PFC SILVESTRE S. HERRERA
Company E, 142d Infantry
36th Infantry Div.
Near Mertzwiller, France
15 March 1945
Silvestre’s day got weirder with the trifecta of unexpected events as the man he always believed was his father gave him the letter. It was a draft notice. The next thing Silvestre was told is that he didn’t have to go.
He could go if he wanted, but the man explained that Silvestre was an undocumented immigrant smuggled up from Mexico as an infant. The man he believed was his father told Silvestre that he was just a family friend. When Silvestre’s parents died, Mr. Herrera, an American citizen, smuggled the baby north and raised him as his own.
Silvestre was not an American. He couldn’t be drafted. This was good news, Herrera’s wife was carrying his 4th child, not being drafted meant he would be home to help out. Herrera wasn’t having any of that and marched himself down to the 36th infantry recruiting office and enlisted.
He loved the nation who adopted him and would gladly fight for her.
Soldiers sometimes carry sentimental items into battle with them; a child’s picture, an old coin, or maybe a trinket given for good luck.

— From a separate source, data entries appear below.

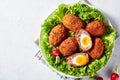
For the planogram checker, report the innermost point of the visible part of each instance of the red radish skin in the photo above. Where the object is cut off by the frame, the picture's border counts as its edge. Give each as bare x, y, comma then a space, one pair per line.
99, 78
56, 52
114, 76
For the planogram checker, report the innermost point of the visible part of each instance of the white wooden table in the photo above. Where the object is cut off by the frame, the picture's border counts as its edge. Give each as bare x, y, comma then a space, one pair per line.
19, 27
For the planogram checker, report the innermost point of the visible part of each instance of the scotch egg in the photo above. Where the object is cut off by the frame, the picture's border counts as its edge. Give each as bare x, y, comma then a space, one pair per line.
84, 40
78, 59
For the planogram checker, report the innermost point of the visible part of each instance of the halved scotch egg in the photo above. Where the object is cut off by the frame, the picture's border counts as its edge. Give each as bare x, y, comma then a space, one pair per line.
78, 59
84, 40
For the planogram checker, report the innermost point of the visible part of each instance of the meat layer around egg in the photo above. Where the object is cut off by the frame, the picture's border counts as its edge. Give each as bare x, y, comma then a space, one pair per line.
78, 59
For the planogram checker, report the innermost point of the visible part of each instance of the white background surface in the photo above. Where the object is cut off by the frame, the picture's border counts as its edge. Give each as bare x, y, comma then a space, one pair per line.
19, 27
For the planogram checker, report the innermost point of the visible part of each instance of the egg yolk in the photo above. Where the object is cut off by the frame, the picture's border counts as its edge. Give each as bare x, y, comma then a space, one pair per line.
86, 40
82, 60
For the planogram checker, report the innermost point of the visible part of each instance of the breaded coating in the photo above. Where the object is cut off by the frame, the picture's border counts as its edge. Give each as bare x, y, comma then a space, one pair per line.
68, 46
95, 28
73, 22
98, 48
57, 35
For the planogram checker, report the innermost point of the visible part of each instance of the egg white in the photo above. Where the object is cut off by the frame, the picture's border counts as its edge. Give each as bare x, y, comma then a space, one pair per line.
81, 37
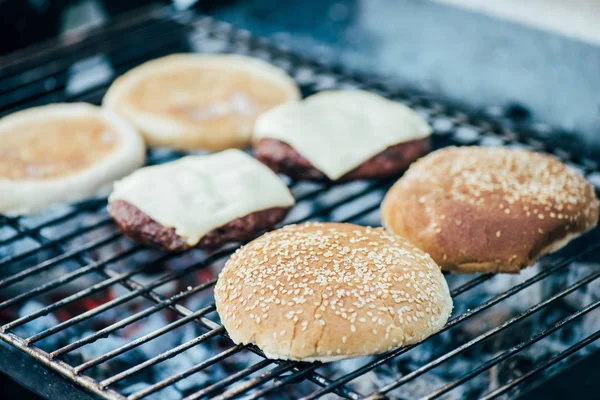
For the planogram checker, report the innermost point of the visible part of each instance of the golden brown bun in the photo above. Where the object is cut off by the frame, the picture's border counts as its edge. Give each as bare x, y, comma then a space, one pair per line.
480, 209
199, 101
328, 291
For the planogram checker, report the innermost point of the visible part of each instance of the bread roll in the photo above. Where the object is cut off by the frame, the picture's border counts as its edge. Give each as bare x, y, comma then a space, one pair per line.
480, 209
199, 101
328, 291
63, 152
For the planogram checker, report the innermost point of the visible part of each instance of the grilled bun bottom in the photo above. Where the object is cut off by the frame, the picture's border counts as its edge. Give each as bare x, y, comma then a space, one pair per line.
61, 153
284, 159
139, 227
328, 291
199, 101
489, 209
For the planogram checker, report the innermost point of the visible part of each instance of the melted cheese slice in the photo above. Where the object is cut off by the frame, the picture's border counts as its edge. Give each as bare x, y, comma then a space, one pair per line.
197, 194
339, 130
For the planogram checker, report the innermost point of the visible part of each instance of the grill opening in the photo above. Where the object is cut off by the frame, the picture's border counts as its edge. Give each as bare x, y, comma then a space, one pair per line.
123, 321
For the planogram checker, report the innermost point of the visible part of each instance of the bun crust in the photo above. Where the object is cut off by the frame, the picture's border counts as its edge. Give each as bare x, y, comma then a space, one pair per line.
489, 209
199, 101
61, 153
328, 291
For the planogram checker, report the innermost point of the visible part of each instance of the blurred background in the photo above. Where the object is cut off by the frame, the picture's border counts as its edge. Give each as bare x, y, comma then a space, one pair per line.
529, 59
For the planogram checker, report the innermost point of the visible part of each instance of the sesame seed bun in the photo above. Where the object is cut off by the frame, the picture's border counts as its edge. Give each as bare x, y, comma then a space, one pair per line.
480, 209
329, 291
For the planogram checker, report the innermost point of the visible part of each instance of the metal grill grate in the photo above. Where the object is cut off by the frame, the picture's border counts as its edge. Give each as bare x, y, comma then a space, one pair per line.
73, 255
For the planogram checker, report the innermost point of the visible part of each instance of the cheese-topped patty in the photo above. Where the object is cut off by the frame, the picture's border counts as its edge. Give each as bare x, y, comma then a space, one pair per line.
197, 194
63, 152
339, 130
199, 101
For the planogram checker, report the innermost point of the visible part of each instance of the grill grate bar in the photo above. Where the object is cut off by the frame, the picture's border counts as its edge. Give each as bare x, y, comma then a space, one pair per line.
543, 366
143, 339
62, 367
22, 232
184, 374
126, 321
131, 284
309, 368
501, 357
161, 357
106, 306
62, 280
453, 322
257, 381
301, 373
57, 242
70, 299
208, 391
432, 364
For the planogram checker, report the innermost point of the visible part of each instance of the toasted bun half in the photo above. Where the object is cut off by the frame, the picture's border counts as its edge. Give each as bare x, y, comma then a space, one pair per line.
328, 291
199, 101
480, 209
63, 152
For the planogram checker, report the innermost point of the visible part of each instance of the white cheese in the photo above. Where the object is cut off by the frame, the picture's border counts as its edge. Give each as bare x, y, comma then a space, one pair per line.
197, 194
339, 130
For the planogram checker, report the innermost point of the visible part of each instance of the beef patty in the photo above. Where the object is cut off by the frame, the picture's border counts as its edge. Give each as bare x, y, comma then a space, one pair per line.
284, 159
138, 226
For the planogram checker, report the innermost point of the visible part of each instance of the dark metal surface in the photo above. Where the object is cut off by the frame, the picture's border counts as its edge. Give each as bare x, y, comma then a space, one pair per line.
47, 75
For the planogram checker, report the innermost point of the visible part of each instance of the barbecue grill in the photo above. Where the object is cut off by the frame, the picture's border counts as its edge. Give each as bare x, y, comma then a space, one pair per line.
86, 313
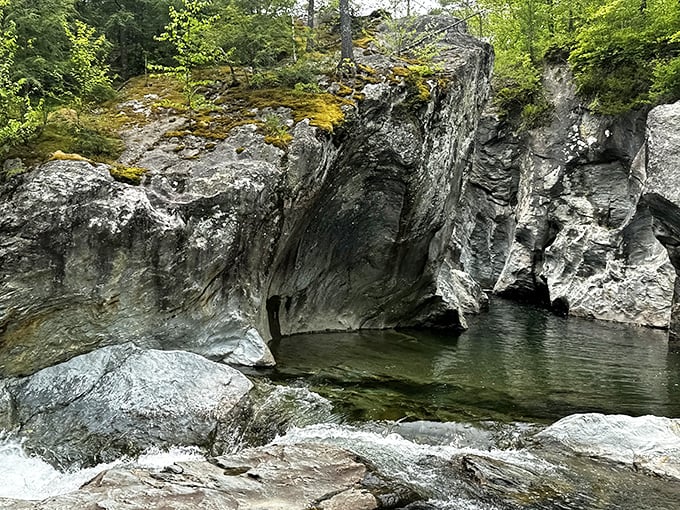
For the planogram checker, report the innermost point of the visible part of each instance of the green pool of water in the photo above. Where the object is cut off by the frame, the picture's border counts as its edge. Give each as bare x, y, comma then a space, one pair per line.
514, 363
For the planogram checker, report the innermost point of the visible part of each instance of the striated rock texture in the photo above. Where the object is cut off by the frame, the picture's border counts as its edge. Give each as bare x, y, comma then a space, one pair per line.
120, 400
553, 218
647, 443
660, 176
230, 242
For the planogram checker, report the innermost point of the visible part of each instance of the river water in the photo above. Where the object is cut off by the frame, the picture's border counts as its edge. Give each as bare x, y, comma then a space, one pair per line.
514, 363
413, 402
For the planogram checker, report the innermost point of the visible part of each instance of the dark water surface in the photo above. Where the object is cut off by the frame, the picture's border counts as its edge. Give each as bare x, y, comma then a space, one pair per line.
514, 363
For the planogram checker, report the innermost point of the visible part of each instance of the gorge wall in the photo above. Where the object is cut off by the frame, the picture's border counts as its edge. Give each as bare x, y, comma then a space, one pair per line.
229, 242
558, 216
397, 219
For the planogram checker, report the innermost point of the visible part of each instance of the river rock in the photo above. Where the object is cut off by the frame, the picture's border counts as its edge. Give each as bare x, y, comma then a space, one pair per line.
561, 213
122, 400
661, 193
274, 477
228, 243
650, 443
368, 248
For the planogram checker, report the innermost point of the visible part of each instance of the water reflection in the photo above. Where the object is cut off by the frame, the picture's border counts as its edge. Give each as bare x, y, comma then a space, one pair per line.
514, 362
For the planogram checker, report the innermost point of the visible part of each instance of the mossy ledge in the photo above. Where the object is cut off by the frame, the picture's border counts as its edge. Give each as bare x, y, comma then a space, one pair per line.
127, 174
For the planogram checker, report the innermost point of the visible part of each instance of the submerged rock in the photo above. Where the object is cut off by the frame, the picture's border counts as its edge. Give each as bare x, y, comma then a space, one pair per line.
661, 189
648, 443
121, 400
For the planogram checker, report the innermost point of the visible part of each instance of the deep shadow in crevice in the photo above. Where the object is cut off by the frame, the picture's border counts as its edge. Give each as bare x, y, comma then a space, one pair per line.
273, 307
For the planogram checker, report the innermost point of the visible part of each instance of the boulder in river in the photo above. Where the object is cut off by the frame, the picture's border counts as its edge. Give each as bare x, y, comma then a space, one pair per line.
121, 400
649, 443
230, 241
274, 477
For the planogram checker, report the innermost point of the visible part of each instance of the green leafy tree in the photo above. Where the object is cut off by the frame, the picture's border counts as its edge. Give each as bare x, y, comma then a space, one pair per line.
187, 32
256, 35
18, 118
130, 26
42, 54
88, 74
627, 54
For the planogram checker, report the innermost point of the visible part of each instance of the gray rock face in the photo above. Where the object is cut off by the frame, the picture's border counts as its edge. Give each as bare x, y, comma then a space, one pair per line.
661, 194
560, 215
121, 400
367, 250
88, 261
230, 242
650, 443
275, 477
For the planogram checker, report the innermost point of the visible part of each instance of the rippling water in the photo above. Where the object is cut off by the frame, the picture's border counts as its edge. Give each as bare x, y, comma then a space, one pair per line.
486, 391
514, 363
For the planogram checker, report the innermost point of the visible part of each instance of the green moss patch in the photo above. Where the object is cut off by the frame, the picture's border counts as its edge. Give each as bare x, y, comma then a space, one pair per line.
127, 174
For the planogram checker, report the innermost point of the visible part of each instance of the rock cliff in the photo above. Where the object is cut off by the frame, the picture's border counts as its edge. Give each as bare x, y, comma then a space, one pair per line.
231, 241
555, 216
660, 174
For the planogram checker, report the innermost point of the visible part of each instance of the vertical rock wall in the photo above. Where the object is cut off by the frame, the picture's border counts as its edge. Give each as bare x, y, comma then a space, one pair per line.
560, 209
369, 249
229, 242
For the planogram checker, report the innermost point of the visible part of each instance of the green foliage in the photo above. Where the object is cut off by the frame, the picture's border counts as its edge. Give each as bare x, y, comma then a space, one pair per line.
94, 143
128, 174
88, 74
666, 80
302, 74
19, 119
622, 52
403, 39
256, 34
130, 25
187, 32
276, 131
42, 53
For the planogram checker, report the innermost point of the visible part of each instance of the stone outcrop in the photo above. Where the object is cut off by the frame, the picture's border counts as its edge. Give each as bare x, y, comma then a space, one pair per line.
368, 247
648, 443
230, 242
553, 217
660, 178
120, 400
273, 477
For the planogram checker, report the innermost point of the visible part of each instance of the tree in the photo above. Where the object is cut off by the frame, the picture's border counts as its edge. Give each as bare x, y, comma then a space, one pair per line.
42, 53
89, 74
130, 26
187, 32
254, 35
347, 49
310, 24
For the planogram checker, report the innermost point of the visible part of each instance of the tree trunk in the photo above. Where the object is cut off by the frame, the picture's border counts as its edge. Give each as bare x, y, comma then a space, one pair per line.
310, 25
347, 51
124, 70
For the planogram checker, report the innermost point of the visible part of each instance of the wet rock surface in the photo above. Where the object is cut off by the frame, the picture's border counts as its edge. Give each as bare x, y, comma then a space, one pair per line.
660, 190
648, 443
273, 477
228, 243
553, 217
121, 400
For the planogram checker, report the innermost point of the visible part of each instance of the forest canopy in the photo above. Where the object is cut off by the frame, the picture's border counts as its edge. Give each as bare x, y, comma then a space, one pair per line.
624, 53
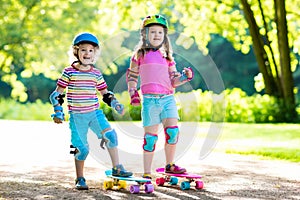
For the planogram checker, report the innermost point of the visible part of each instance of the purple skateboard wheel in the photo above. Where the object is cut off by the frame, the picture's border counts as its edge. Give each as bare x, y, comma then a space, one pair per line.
134, 189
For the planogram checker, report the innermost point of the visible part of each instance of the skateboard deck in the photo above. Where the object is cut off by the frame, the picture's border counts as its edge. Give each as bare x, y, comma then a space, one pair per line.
121, 182
172, 179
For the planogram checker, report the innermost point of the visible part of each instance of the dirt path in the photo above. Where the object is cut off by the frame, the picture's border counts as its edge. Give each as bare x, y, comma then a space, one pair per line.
32, 166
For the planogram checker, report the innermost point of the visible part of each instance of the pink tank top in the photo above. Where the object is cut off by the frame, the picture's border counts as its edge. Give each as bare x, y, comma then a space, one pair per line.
154, 73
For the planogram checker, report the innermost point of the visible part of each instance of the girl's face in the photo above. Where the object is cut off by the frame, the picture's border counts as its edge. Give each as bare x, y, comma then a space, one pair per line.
156, 35
86, 54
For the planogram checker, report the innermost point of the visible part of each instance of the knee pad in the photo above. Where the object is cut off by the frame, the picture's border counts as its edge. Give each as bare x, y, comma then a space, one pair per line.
149, 142
80, 153
111, 138
172, 133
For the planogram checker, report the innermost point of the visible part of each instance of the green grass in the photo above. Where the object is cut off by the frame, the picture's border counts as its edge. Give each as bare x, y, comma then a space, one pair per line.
271, 141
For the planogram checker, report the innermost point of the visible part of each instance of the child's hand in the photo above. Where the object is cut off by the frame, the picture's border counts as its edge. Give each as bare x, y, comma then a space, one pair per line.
189, 73
118, 107
135, 99
58, 117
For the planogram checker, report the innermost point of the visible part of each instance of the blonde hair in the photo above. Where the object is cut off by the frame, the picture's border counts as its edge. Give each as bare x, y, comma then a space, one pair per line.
142, 47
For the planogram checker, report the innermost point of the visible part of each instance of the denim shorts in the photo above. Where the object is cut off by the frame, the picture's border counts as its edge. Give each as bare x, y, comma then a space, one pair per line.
155, 108
81, 122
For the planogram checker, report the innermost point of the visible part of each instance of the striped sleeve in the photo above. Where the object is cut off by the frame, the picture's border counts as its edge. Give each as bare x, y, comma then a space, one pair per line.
101, 84
64, 80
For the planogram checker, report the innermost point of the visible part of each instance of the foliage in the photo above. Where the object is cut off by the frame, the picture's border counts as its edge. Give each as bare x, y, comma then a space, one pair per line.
198, 106
46, 29
275, 141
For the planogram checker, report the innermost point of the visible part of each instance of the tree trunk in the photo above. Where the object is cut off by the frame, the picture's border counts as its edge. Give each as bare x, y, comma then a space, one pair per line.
287, 81
260, 53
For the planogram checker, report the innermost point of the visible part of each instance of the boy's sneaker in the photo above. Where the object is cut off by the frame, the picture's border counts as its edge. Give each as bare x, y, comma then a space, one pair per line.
147, 176
119, 170
174, 169
80, 184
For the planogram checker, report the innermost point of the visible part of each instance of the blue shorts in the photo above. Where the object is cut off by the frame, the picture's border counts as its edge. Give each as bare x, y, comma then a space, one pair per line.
81, 122
155, 108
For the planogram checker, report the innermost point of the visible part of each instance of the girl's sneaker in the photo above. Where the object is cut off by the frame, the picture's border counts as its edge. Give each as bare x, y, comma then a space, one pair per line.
119, 170
80, 184
174, 169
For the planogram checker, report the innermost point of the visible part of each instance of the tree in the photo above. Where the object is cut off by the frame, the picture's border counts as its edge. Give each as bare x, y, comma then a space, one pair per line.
262, 24
36, 34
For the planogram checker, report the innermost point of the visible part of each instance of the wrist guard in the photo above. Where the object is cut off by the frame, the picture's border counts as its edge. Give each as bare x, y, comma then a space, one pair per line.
135, 98
56, 98
184, 77
108, 98
58, 113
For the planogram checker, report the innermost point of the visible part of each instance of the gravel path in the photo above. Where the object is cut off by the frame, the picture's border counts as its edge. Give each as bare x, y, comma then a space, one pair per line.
32, 166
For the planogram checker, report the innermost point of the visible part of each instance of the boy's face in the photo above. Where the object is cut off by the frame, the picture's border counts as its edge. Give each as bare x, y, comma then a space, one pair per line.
156, 35
86, 54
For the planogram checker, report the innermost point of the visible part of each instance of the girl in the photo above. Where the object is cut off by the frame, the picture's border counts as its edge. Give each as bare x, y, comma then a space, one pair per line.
153, 62
82, 81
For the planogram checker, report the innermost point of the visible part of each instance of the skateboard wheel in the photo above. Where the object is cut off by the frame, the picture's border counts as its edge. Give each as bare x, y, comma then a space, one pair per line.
149, 188
108, 185
160, 181
134, 189
173, 180
185, 185
199, 184
122, 184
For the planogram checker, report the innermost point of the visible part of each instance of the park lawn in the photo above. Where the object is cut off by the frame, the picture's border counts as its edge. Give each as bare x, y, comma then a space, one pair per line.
271, 141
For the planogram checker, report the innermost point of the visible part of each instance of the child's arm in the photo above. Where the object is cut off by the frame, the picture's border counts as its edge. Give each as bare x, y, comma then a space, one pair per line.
110, 99
56, 98
132, 75
178, 79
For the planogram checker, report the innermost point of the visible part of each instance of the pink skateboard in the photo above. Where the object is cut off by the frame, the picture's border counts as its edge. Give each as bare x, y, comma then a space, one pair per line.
172, 179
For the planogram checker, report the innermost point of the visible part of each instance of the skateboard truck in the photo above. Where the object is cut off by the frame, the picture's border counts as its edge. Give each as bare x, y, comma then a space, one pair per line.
74, 150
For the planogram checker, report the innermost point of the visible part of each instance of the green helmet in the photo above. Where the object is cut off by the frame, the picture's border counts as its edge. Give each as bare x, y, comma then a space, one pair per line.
155, 19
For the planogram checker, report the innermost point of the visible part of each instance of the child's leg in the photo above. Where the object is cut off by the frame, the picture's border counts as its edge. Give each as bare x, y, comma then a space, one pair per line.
79, 166
111, 142
170, 125
150, 139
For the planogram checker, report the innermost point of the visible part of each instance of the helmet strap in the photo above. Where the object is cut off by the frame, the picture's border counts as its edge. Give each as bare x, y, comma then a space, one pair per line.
148, 44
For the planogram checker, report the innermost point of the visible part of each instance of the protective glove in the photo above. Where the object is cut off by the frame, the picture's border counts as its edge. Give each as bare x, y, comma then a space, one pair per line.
117, 106
187, 74
59, 115
135, 99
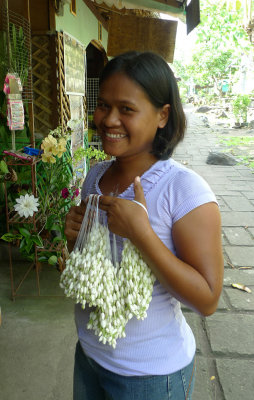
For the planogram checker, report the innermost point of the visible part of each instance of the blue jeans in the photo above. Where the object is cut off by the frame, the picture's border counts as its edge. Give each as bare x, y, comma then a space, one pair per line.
93, 382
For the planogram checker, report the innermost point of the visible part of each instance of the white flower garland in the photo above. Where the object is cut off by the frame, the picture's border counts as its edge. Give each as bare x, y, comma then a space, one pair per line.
117, 293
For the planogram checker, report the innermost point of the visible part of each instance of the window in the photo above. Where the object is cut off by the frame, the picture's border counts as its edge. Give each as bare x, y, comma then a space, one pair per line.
73, 7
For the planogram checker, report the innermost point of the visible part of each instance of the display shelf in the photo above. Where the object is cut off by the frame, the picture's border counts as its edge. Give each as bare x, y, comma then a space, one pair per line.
18, 158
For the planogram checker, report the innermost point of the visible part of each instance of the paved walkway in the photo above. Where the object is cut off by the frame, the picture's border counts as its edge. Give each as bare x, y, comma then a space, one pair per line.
37, 336
225, 340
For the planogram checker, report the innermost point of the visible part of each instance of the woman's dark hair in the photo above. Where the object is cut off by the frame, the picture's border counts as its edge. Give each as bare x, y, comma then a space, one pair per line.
157, 80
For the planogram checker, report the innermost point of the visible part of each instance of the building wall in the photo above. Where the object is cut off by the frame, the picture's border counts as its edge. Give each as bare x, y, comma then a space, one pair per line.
83, 26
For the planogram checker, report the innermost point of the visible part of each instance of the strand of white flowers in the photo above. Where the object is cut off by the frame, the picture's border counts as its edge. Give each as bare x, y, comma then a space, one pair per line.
117, 294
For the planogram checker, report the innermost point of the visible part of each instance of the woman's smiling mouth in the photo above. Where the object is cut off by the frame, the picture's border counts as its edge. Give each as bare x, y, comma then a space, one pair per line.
115, 136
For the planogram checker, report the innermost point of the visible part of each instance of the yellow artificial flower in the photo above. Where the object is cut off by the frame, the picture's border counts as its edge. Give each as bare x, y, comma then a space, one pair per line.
48, 157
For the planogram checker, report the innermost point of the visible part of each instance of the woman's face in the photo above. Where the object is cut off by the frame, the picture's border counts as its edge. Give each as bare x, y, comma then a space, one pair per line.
125, 118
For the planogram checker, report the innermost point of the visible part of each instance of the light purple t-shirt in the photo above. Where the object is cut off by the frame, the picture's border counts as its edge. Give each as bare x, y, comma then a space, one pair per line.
162, 343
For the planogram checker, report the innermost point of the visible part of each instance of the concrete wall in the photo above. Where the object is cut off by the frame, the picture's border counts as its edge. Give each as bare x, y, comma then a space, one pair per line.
83, 26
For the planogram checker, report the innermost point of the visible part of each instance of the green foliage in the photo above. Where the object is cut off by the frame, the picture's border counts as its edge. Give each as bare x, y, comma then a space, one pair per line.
52, 179
220, 45
89, 153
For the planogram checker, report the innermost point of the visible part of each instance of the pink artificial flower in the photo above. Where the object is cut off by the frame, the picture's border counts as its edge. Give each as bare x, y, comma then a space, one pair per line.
75, 193
65, 193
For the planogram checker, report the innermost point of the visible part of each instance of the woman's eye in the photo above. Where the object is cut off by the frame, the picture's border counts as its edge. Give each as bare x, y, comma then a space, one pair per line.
102, 105
127, 109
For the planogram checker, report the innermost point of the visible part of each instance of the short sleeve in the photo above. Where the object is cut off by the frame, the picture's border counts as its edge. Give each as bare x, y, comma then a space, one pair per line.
188, 191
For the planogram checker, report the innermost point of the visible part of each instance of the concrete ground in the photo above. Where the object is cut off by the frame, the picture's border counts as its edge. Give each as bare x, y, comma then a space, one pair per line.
37, 335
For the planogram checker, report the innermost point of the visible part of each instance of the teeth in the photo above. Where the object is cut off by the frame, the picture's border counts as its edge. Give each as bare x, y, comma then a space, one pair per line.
114, 136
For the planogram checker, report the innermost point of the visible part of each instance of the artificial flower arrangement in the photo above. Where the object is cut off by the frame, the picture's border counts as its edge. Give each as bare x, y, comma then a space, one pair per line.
57, 189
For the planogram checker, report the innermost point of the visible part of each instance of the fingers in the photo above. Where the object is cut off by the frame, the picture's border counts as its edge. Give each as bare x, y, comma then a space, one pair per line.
73, 221
138, 191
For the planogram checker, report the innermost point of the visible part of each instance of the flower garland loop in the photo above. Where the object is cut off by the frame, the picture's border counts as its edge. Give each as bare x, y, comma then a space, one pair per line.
116, 293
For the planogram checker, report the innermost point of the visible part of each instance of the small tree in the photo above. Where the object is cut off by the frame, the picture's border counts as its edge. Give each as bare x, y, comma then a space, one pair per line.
240, 108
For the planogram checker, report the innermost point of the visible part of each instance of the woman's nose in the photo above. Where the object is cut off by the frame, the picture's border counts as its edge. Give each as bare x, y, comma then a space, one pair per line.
111, 118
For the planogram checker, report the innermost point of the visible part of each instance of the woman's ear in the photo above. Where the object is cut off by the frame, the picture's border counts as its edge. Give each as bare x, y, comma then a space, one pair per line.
164, 115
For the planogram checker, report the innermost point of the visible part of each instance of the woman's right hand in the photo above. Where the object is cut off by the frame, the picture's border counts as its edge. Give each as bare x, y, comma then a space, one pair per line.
73, 223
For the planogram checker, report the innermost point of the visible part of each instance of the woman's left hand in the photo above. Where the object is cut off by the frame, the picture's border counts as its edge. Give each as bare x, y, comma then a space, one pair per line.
126, 218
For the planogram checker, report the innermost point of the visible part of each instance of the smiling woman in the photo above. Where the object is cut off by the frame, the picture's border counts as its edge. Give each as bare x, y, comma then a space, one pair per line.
140, 119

PFC Silvestre Herrera carried his most prized possession – His U.S. Citizenship study guide.
On 15 March 1945, Herrera advanced with his platoon along a wooded road until confronted with heavy enemy machinegun fire. Study took a back seat to survival on that March day, and PFC Herrera charged headlong toward the enemy gun emplacement. Herrera single-handedly captured the enemy gun, taking eight enemy prisoners.
The obstacle removed, Herrera’s platoon continued to advance until again confronted and pinned down by heavy enemy fire. The addition of a minefield protecting the enemy gun emplacement blocked the platoon’s escape route. Disregarding the danger of exploding mines, and machinegun fire, Herrera continued to move, engaging the enemy as he advanced.
When an antipersonnel mine detonated, shredding both of Herrera’s legs below the knees, rolled into the prone position and continued to deliver accurate covering fire on the enemy gun crew who had the rest of his platoon pinned down. His covering fire allowed his platoon to re-deploy to better fighting positions allowing a squad from Herrera’s platoon to take the objective. Expert combat medical aid saved the young immigrant’s life. PFC Herrera was granted US citizenship by order of President Truman.
A year after Silvestre was awarded the Medal of Honor, the Nation of his birth, recognized PFC Herrera by awarding him its highest award for valor the “Premier Merito Militar.” He is the only person in the world authorized to wear both the Medal of Honor and Mexico’s equivalent.
Eventually, he had three more children and is the grandfather of 11 and great-grandfather of 2. All of whom are Natural Born American Citizens. Silvestre Herrera lived a full and active life. He passed away on November 26, 2007.
Personally, I believe he earned his citizenship that March day in France. – Gid.